While the camera has a 12.1 megapixel sensor, it's still a small sensor, and you will get bad speckling and colour smearing over 800. That said, it's certainly no worse than similarly priced competitors.

Indoor

BENCHES ANONYMOUS:The metering generally copes well with more challenging lighting conditions though there is a tendency to blow out highlights, as with some of the benches here (Click here for high-res version)

The pop-up flash is a bit weedy, with limited options. As for the daftly named POWER O.I.S anti-shake technology, it works well, but is most effective when used with a firm grip when zooming right out – this camera is disarmingly light.

But this is not a major issue, and it's great that the Panasonic Lumix DMC-TZ8 gives you the advantages of a relatively long zoom lens without it overpowering the camera and making it feel awkward and bulky.

Despite our gripes about the PASM adjustment, the Panasonic Lumix DMC-TZ8 is easy to live with. The 2.7-inch rear LCD is bright and colourful, and the menus are mercifully uncluttered and easy to read.

rear lcd

SHARP LCD:The 2.7-inch LCD is easy to read, with clear and logical menus

Shooting 720p HD movies is also very easy – just select movie mode on the top dial and press the shutter release – and the movie quality is good, as our test footage shows.

Exposure and colours are accurate and there's minimal distortion during movement.

Panasonic Lumix DMC-TZ8: Verdict

tz8 review

If you're looking for a neat compact with reliable auto exposure and AF performance, a quality lens and an easy-to-use HD movie mode, the Panasonic Lumix DMC-TZ8 is a good choice, and reasonable value at £250.

We liked:

The Leica 25-300mm lens is a beauty, delivering good wide angle performance.

The intelligent exposure and AF widgets make it very hard to take a bad picture with the Panasonic Lumix DMC-TZ8 – it's so easy to use.

The metering system is also reliable, and noise is acceptable up to ISO 800.

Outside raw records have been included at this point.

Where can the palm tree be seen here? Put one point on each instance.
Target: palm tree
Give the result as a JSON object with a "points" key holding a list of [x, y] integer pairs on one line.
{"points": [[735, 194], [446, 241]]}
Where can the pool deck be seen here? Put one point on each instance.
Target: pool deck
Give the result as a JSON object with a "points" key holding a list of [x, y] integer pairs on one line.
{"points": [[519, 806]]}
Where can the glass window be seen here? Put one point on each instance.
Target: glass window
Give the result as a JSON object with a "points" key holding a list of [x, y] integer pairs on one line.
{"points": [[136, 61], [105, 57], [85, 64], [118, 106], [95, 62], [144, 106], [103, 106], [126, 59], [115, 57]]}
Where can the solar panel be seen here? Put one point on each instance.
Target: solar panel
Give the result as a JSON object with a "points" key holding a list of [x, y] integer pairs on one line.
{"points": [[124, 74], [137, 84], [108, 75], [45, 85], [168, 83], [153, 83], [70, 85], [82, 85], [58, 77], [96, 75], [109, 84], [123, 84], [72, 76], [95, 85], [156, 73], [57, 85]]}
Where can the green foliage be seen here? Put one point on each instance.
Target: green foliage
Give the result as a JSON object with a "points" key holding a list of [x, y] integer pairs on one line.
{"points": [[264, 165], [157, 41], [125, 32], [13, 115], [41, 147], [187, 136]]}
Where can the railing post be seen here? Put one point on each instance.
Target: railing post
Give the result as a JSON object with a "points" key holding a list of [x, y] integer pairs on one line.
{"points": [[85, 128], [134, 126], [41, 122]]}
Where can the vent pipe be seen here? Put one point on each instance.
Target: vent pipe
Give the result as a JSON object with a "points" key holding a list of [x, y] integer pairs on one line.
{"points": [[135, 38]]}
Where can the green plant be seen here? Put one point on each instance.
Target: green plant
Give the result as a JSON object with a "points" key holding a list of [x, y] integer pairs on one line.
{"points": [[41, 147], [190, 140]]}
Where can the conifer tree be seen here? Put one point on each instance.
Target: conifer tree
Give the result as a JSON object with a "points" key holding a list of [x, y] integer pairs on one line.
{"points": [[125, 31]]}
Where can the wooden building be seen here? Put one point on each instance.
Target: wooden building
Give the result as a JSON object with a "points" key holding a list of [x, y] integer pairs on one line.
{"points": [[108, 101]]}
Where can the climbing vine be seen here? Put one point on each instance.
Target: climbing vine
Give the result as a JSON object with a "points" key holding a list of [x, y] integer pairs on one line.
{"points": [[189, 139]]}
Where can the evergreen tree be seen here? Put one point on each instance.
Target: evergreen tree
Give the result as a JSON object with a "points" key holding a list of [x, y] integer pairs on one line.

The 720p HD movies are easy to record, and of a high standard.

We disliked:

Power compact it might be but it's still a compact – another £100 or so will get you a vastly more flexible D-SLR like the Canon EOS 1000D.

Adjusting aperture and shutter speed is needlessly fiddly.

Some intelligent features seem to make little difference in practice.

Verdict:

The Panasonic Lumix DMC-TZ8 is a very likeable and stylish compact that bends over backwards to help you get good shots. The lens is a real winner. It's also very easy to record high quality HD movies. SLR users seeking a back-up compact might find its restrictions and usability quirks frustrating, though.